Hay una diferencia obvia, claro está. Si los SS 20 y los Pershing II son accionados, el juego se acaba, la aventura humana llega a su fin. Todas las devastaciones y orgías sangrientas de los libros, en cambio, no han producido en la realidad más que algunos escalofríos, emociones y bostezos y unos cuantos orgasmos de lectores. Yo solía leer, cuando estaba abatido, el envenenamiento de Emma Bovary, y esa agonía, por una misteriosa razón, a mí me levantaba el ánimo. ¿A qué conclusión estoy tratando de llegar? A ésta. Puesto que no hay manera de erradicar el espíritu de destrucción en el hombre —ya que parece ser el precio por la facultad de invención de que está dotado— conviene orientarlo cada vez más hacia el dominio de la literatura, que puede aplacarlo con riesgos mínimos, y desarraigarlo lo más rápido posible del de la ciencia.
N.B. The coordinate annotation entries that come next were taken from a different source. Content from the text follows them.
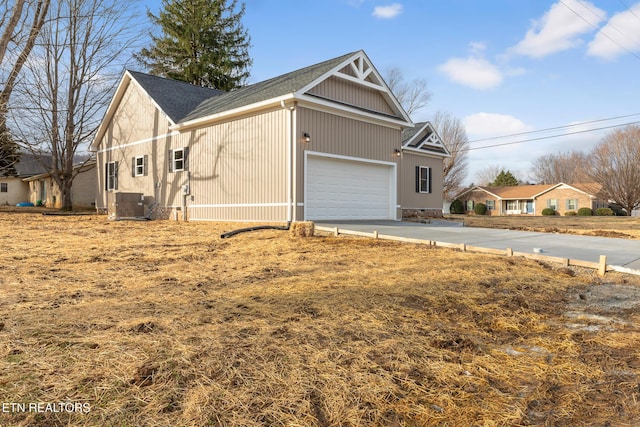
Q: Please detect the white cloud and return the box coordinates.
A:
[372,3,402,19]
[462,113,532,139]
[510,0,606,58]
[587,3,640,60]
[438,56,503,89]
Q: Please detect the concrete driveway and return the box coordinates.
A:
[316,221,640,274]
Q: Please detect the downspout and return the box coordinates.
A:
[280,101,297,223]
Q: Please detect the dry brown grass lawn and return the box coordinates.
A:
[0,213,640,426]
[448,215,640,239]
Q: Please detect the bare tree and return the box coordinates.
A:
[432,111,469,200]
[475,165,507,186]
[0,0,50,173]
[385,68,431,116]
[531,151,591,184]
[14,0,137,210]
[591,125,640,215]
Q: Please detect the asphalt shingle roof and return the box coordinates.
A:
[183,52,355,121]
[129,71,227,123]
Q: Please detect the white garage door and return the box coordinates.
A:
[305,155,396,220]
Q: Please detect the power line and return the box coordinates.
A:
[560,0,640,59]
[460,121,640,151]
[469,113,640,143]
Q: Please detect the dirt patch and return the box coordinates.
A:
[0,214,640,426]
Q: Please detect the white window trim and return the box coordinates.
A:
[171,147,185,172]
[106,161,118,191]
[418,166,431,194]
[133,156,145,176]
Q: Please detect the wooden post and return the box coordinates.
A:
[598,255,607,276]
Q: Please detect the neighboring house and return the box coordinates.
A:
[24,160,98,209]
[0,154,46,206]
[457,183,608,215]
[91,51,448,222]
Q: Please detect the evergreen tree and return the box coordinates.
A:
[491,170,518,187]
[136,0,252,91]
[0,120,20,176]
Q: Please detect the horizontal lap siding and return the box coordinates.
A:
[95,83,171,209]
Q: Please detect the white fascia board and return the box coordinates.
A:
[298,95,413,129]
[89,71,133,152]
[297,50,413,123]
[402,147,451,159]
[89,70,175,152]
[169,93,295,132]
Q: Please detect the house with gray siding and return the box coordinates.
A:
[91,51,448,222]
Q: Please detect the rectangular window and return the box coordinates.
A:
[105,162,118,191]
[169,147,189,172]
[416,166,431,193]
[466,200,474,211]
[131,155,148,176]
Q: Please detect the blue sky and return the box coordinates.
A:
[141,0,640,183]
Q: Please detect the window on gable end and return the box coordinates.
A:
[416,166,431,193]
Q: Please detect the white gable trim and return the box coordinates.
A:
[296,50,412,124]
[89,70,175,152]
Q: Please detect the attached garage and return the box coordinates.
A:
[304,152,396,220]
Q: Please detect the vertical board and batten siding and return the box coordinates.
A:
[399,151,444,209]
[308,77,395,116]
[0,178,29,205]
[96,82,171,210]
[188,108,289,221]
[296,108,401,218]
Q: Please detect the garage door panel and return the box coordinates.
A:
[305,156,394,220]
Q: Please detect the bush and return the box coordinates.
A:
[449,199,464,214]
[578,208,593,216]
[473,203,487,215]
[596,208,613,216]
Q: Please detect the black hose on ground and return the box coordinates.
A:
[220,222,291,239]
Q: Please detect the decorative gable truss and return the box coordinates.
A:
[298,51,412,126]
[402,122,451,157]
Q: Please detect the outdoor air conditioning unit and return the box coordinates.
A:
[108,193,144,219]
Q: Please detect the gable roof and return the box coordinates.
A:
[90,50,413,150]
[127,70,227,123]
[456,182,602,200]
[457,184,555,200]
[402,122,451,157]
[184,53,354,122]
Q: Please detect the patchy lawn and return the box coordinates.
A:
[0,213,640,426]
[447,215,640,239]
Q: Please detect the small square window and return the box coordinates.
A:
[105,162,118,190]
[132,156,147,176]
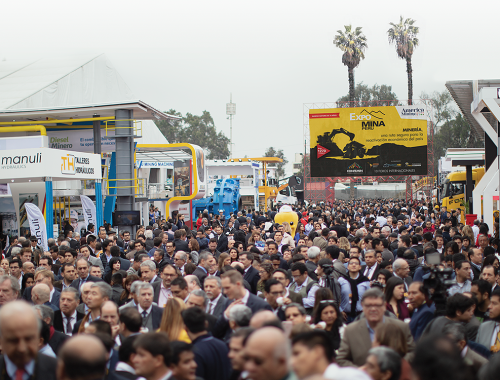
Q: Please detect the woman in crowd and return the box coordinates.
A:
[158,297,191,343]
[0,259,10,275]
[339,257,370,323]
[104,257,122,284]
[377,269,392,287]
[217,252,231,273]
[282,222,295,249]
[229,247,240,263]
[314,300,342,350]
[122,274,140,306]
[257,260,274,295]
[372,323,412,380]
[21,273,35,294]
[294,222,306,246]
[385,276,410,321]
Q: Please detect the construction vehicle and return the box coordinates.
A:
[441,167,484,221]
[317,128,366,159]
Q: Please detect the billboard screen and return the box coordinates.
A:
[309,106,427,177]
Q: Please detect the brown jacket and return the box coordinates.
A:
[337,317,415,367]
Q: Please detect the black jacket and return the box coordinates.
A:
[0,354,57,380]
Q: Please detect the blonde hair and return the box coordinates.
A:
[159,297,186,341]
[339,236,351,252]
[282,222,292,235]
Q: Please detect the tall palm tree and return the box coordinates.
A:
[333,25,368,102]
[387,16,419,105]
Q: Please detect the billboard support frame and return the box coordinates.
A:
[302,99,435,203]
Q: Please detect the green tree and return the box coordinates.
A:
[264,147,288,181]
[156,109,229,160]
[333,25,368,102]
[337,82,399,108]
[387,16,419,105]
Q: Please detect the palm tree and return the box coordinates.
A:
[333,25,368,102]
[387,16,419,105]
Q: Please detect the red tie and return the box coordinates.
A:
[16,368,24,380]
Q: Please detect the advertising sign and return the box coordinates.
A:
[309,106,427,177]
[0,148,101,180]
[47,128,116,152]
[24,203,49,252]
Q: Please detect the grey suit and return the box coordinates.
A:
[476,321,496,348]
[337,318,415,367]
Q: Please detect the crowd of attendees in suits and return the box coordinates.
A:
[0,199,500,380]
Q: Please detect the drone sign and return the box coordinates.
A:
[309,105,427,177]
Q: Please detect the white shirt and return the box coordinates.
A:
[158,281,173,307]
[61,309,76,335]
[205,293,222,314]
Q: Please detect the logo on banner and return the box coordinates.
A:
[317,144,330,158]
[61,154,94,175]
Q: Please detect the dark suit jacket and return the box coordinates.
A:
[0,354,57,380]
[193,267,207,289]
[337,318,415,367]
[212,293,272,340]
[212,295,230,318]
[217,233,228,254]
[70,276,104,290]
[243,266,260,294]
[49,331,69,355]
[410,304,436,341]
[54,310,85,333]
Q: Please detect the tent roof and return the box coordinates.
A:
[446,79,500,140]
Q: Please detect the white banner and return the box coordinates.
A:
[24,203,49,252]
[80,195,96,229]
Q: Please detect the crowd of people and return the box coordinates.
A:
[0,199,500,380]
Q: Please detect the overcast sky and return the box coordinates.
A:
[0,0,500,174]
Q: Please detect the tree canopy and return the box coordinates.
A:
[155,109,229,160]
[264,147,288,181]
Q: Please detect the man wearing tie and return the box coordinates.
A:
[392,259,412,293]
[54,288,85,336]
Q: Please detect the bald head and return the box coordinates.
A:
[244,327,290,380]
[0,301,41,367]
[57,334,107,380]
[31,284,50,305]
[250,310,279,329]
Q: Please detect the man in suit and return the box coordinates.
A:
[193,252,213,287]
[0,301,57,380]
[408,282,436,341]
[58,334,108,380]
[214,225,228,252]
[337,288,415,367]
[325,245,348,281]
[70,259,102,290]
[80,243,104,273]
[135,283,163,331]
[476,289,500,352]
[182,307,231,380]
[264,278,286,321]
[240,252,260,294]
[186,289,217,332]
[212,270,271,339]
[54,287,85,335]
[273,268,302,305]
[392,259,413,292]
[313,228,330,251]
[203,277,228,318]
[361,249,379,281]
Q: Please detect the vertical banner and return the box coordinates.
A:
[80,195,97,229]
[24,203,49,252]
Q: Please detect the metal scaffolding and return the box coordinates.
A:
[303,99,435,203]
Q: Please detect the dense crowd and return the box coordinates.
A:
[0,199,500,380]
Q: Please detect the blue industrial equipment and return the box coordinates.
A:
[192,178,241,220]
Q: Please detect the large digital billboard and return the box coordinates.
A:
[309,106,427,177]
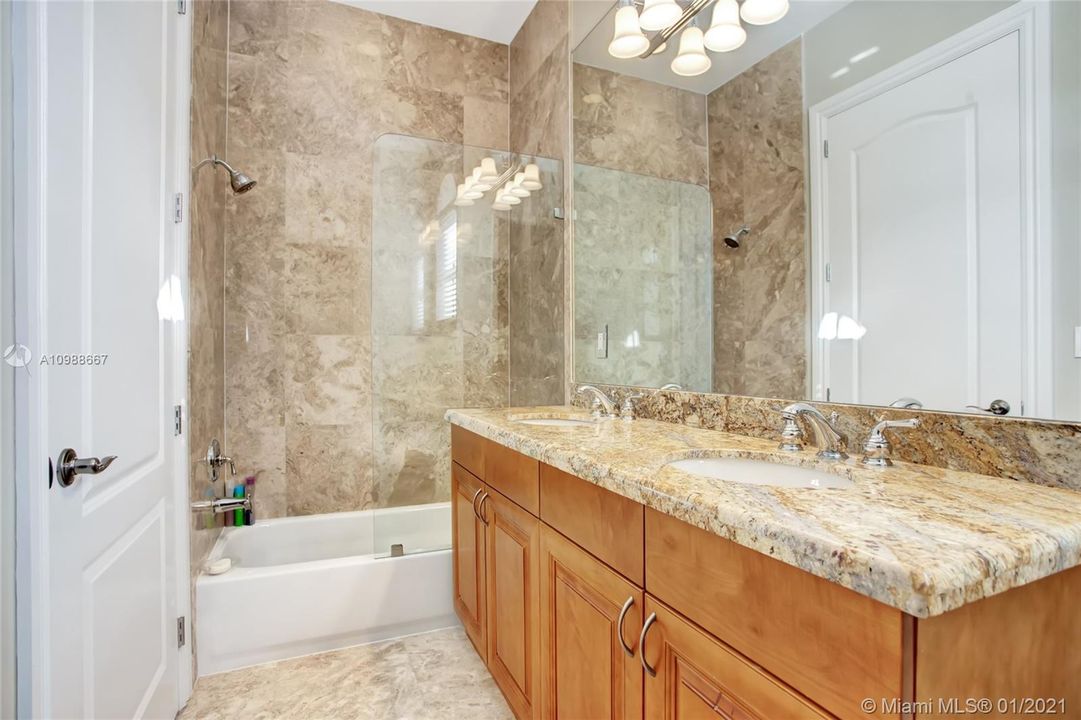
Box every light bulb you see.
[739,0,788,25]
[480,158,499,185]
[458,177,484,200]
[672,25,713,78]
[470,168,492,192]
[704,0,747,53]
[638,0,683,31]
[521,162,544,190]
[609,5,650,59]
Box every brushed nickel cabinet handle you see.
[472,488,484,521]
[477,492,491,525]
[638,613,657,678]
[615,596,635,657]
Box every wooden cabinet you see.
[452,428,1081,720]
[451,463,488,657]
[639,596,830,720]
[541,525,643,720]
[480,491,541,718]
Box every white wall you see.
[1051,0,1081,419]
[0,2,15,718]
[803,0,1015,107]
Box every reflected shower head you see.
[724,225,750,250]
[206,155,255,195]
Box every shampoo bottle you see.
[232,485,244,525]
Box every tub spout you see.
[191,497,252,515]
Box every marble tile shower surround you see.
[572,385,1081,491]
[187,0,229,573]
[371,135,510,506]
[570,163,713,389]
[224,0,510,517]
[573,64,710,187]
[709,40,809,397]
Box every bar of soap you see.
[205,558,232,575]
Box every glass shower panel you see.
[372,135,514,555]
[574,164,713,392]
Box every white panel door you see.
[818,31,1032,414]
[29,0,187,718]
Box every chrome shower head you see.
[206,155,255,195]
[724,225,750,250]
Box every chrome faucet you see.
[859,417,920,467]
[577,385,615,419]
[780,402,849,461]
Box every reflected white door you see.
[816,31,1033,414]
[26,1,187,718]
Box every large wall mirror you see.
[573,0,1081,421]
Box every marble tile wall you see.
[573,385,1081,491]
[709,40,809,398]
[371,135,510,506]
[187,0,229,573]
[574,64,709,186]
[224,0,509,517]
[509,0,571,405]
[574,163,713,392]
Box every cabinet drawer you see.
[541,465,645,587]
[481,440,541,515]
[639,596,829,720]
[451,425,488,480]
[645,508,904,718]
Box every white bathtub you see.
[196,503,457,676]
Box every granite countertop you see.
[446,406,1081,617]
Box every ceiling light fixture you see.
[609,0,789,77]
[609,0,650,59]
[704,0,747,53]
[671,18,713,78]
[638,0,683,32]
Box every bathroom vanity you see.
[448,408,1081,719]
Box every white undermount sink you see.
[667,457,853,488]
[515,417,595,427]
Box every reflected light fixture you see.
[609,0,650,59]
[671,19,713,78]
[739,0,788,25]
[704,0,747,53]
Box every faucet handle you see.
[619,392,645,419]
[860,417,920,467]
[776,409,803,453]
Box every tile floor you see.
[178,627,513,720]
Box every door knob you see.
[56,448,117,488]
[965,400,1010,415]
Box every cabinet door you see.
[541,525,643,720]
[451,463,488,658]
[488,490,541,720]
[638,596,829,720]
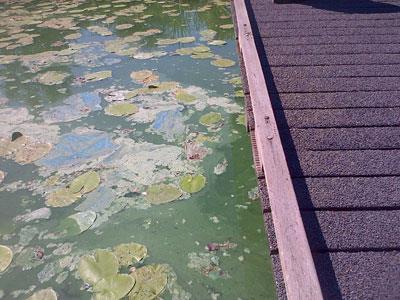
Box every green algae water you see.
[0,0,275,300]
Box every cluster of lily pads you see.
[78,243,170,300]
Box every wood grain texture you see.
[233,0,323,299]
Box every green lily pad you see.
[128,265,168,300]
[179,175,206,194]
[199,112,222,126]
[58,211,97,236]
[93,274,135,300]
[68,171,100,195]
[147,183,182,204]
[84,71,112,81]
[105,103,139,117]
[26,288,57,300]
[113,243,147,267]
[131,70,159,84]
[78,249,119,286]
[191,52,214,59]
[211,58,235,68]
[0,245,13,273]
[46,188,81,207]
[34,71,69,85]
[175,90,197,104]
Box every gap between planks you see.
[233,0,323,300]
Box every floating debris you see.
[113,243,147,267]
[33,71,70,85]
[0,245,13,273]
[211,58,236,68]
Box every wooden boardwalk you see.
[233,0,400,299]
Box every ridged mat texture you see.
[236,0,400,299]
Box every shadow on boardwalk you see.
[276,0,400,14]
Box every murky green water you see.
[0,0,275,299]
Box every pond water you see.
[0,0,275,300]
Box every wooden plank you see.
[233,0,323,299]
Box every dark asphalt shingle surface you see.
[241,0,400,299]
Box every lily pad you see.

Convendría revisar de raíz aquel impulso que hizo de la ciencia la herramienta del progreso y relegó la poesía, el cuento, el drama, la ficción, al rango secundario de entretenimiento. Las invenciones de la literatura son también eso, desde luego: un bello hechizo que ilusoriamente nos provee de algunos de esos alimentos que nuestros deseos reclaman en vano (porque es atributo trágico de la condición humana desear siempre más de lo que puede alcanzar). Pero la literatura es algo más: una realidad en la que el hombre puede volcar saludablemente aquellos bajos fondos instintivos que lo habitan, dar libre curso a sus peores apetitos, sueños y locuras, esos demonios que coexisten con los ángeles en su ser, y que si llegaran a materializarse harían imposible la vida. En el campo ambiguo de la literatura el espíritu de destrucción puede operar con libertad e impunidad, permitirse todos los excesos, concretarse en la impalpable realidad de las palabras y, al mismo tiempo, ser inocuo y hasta benigno, por el efecto catártico que tiene para un lector el espectáculo de sus monstruos secretos. A diferencia de lo ocurrido en la civilización científica, que nos ha hecho más frágiles de lo que fue nuestro antepasado antes de descubrir el fuego y saber defenderse del tigre, una civilización literaria volvería a los hombres más imprácticos, pasivos y soñadores. Pero ciertamente menos peligrosos para el prójimo de lo que nos ha vuelto nuestro voto a favor del artefacto y en contra del libro. Tengámoslo en cuenta si hay todavía una oportunidad de elegir. Artículo publicado en el número 100 de Quimera, de diciembre de 1990.